This consolidated appeal arises from two default judgments entered by the trial court against the appellant-defendant, Indiana Parole Board, et al.
We dismiss, sua sponte.
The defendants, represented by the Attorney General of Indiana, entered an appearance and filed a motion for change of venue in response to each of two complaints filed in Marion Circuit Court. No further action was taken by the Attorney General in either case, notwithstanding that the plaintiffs filed various motions for discovery, an amended complaint, motions to vacate the change of venue orders based on the Attorney General’s failure to perfect the changes, motions to compel discovery, and finally motions for default judgment *830which were granted in both cases. The Attorney General then appeared and filed a motion to set aside the default judgment in each case. Both motions were denied.
The denial of each motion to set aside is the final judgment from which this appeal is taken. Ind.Rules of Procedure, Trial Rule 60(C). In each case, the defendants-appellants filed a motion to correct errors on May 24, 1978, (Carr R. 105; Gaidi R. 122.) The motion to correct errors must be filed not later than sixty days after the entry of judgment. TR. 59(C). The motion to correct errors was not filed within the sixty day limit, contrary to appellee’s statement in its brief that it was filed within sixty days. In both cases the sixtieth day was May 23, 1978.
The timely filing of the motion to correct errors is a jurisdictional act. The late filing being jurisdictional, “this court has no right or authority to consider any errors attempted to be raised in the untimely motion to correct errors.” Brunner v. Terman, (1971) 150 Ind.App. 139, 275 N.E.2d 553, 558-559; see also Kratkoczki v. Regan, (1978) Ind.App., 381 N.E.2d 1077, 1078-79; Gillian v. Brozovic, (1975) Ind.App., 337 N.E.2d 152, 153; Murray v. Murray, (1974) 160 Ind.App. 72, 309 N.E.2d 831; Lines v. Browning, (1973) 156 Ind.App. 185, 295 N.E.2d 853, 854-55.
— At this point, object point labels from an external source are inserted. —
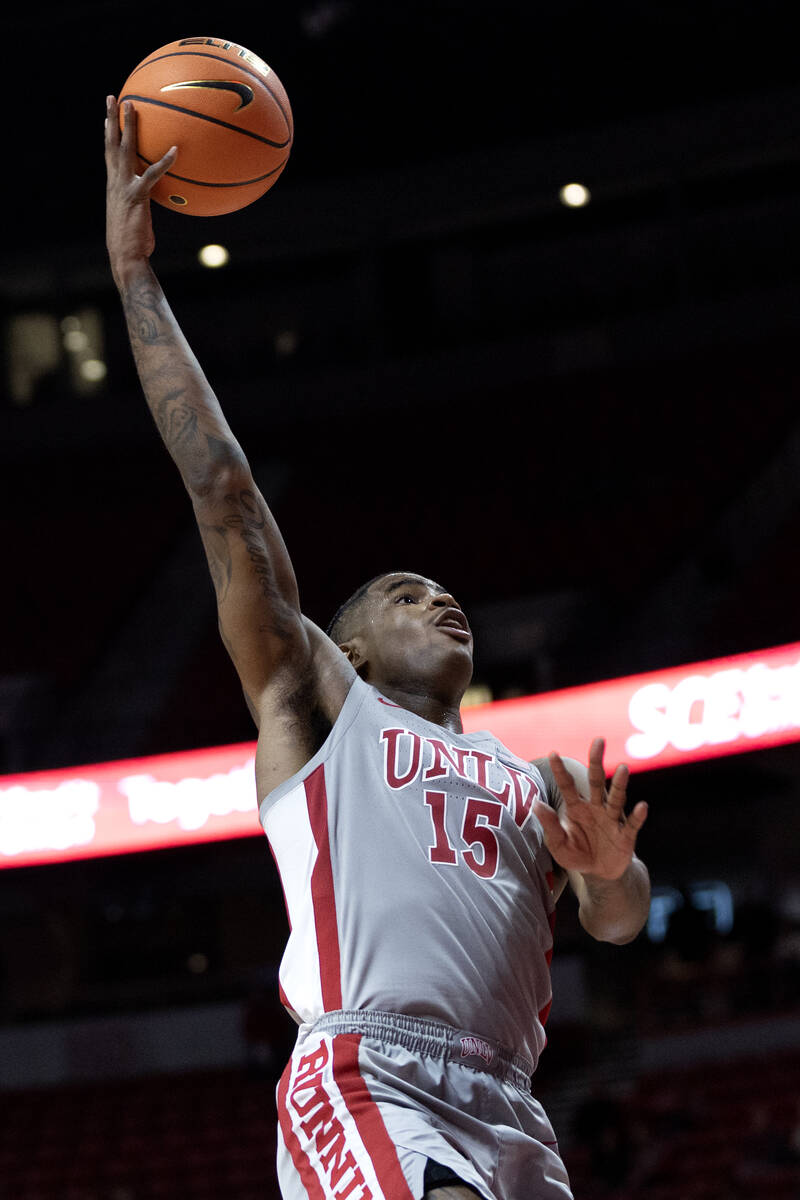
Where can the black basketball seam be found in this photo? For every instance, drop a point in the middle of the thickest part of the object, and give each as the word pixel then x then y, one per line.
pixel 200 183
pixel 204 117
pixel 204 54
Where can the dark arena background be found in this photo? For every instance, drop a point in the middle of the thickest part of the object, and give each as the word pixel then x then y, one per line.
pixel 582 420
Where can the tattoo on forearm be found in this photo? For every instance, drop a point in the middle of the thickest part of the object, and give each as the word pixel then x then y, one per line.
pixel 142 303
pixel 176 420
pixel 248 519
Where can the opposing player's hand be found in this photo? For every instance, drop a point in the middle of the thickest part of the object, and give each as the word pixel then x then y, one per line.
pixel 128 225
pixel 591 835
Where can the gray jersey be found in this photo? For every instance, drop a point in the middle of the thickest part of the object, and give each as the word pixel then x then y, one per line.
pixel 415 876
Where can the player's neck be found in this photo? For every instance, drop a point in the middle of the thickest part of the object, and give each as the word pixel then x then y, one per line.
pixel 428 707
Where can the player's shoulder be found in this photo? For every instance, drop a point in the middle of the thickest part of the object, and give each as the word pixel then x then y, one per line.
pixel 552 793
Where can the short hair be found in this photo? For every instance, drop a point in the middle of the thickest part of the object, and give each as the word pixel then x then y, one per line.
pixel 341 625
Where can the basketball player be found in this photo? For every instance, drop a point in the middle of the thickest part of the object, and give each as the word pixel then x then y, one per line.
pixel 420 865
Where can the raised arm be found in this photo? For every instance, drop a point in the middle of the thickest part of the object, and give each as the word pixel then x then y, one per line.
pixel 257 594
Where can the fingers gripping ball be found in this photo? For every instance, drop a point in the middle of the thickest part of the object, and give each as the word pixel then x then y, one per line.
pixel 224 109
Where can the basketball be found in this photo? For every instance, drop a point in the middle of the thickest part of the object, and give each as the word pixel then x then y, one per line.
pixel 224 109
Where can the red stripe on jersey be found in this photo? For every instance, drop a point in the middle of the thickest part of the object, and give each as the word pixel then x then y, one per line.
pixel 299 1157
pixel 322 893
pixel 367 1117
This court has no choice but to dismiss this appeal. In the past, where the Court of Appeals has chosen to ignore untimely filings which are jurisdictional, the Supreme Court has granted transfer and vacated any opinion on the merits. See e. g. Eggers v. Wright, (1969) 253 Ind. 44, 245 N.E.2d 331 and Brindle v. Anglin, (1965) 246 Ind. 601, 208 N.E.2d 476 (failure of Appellate Court to dismiss because transcript was not timely filed).
Appeal dismissed.
MILLER, P. J., and CHIPMAN, J., concur.